Agentic AI Finance: Governed Metrics, Open Access, Automated Action on Databrick
Details
Large finance organizations already rely on dashboards and reports, but the real challenge is enabling automation without breaking governance or auditability. This session shares how a global finance organization implemented agent-driven workflows on the Databricks Data Intelligence Platform using Unity Catalog, metrics views, and open lakehouse patterns.
The talk walks through a real implementation where finance metrics are defined once using metrics views, protected with attribute-based access control and automated classification, and reused consistently across reporting, analytics, and automation. Power BI connects directly to governed lakehouse tables and metrics for enterprise reporting, while Iceberg-compliant clients consume Delta tables through Uniform, enabling open access without duplicating data.

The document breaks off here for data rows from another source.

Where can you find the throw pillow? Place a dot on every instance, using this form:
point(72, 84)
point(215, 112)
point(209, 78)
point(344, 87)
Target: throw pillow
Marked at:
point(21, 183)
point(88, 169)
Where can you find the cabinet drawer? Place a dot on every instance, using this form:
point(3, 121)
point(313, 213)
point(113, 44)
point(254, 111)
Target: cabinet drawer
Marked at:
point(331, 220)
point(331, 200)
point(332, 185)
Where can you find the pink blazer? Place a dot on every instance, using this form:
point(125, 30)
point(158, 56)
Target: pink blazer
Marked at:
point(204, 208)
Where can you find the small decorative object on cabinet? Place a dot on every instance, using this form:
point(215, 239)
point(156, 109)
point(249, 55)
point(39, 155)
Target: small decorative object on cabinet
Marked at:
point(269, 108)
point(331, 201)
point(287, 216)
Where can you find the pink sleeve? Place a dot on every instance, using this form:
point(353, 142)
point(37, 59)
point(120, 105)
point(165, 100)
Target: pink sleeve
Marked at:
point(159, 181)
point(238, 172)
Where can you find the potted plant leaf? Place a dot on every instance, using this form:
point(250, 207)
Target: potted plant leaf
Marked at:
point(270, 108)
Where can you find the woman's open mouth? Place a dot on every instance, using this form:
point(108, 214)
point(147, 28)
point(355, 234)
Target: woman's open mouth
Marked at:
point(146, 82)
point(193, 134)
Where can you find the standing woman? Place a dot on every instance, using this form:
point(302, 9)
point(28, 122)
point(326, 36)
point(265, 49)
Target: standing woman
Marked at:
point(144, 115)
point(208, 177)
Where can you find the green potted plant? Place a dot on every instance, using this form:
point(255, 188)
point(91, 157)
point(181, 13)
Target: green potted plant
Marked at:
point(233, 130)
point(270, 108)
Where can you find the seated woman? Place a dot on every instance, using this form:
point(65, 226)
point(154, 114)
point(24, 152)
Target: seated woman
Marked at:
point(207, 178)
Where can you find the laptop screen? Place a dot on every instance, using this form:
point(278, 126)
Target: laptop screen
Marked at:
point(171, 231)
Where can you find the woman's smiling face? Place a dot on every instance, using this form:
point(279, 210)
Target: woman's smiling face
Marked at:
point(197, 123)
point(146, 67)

Agentic workflows observe certified metrics and events, assist with variance investigation, anomaly triage, and operational follow-ups, and propose actions that remain traceable and reviewable. Early results indicated several hours of manual investigation effort saved per reporting cycle and faster anomaly triage, without introducing additional governance or audit risk. The session includes an architecture walkthrough and demo using synthetic data, reflecting real finance constraints, trade-offs, and lessons learned when moving from reporting to governed, open, and action-oriented analytics.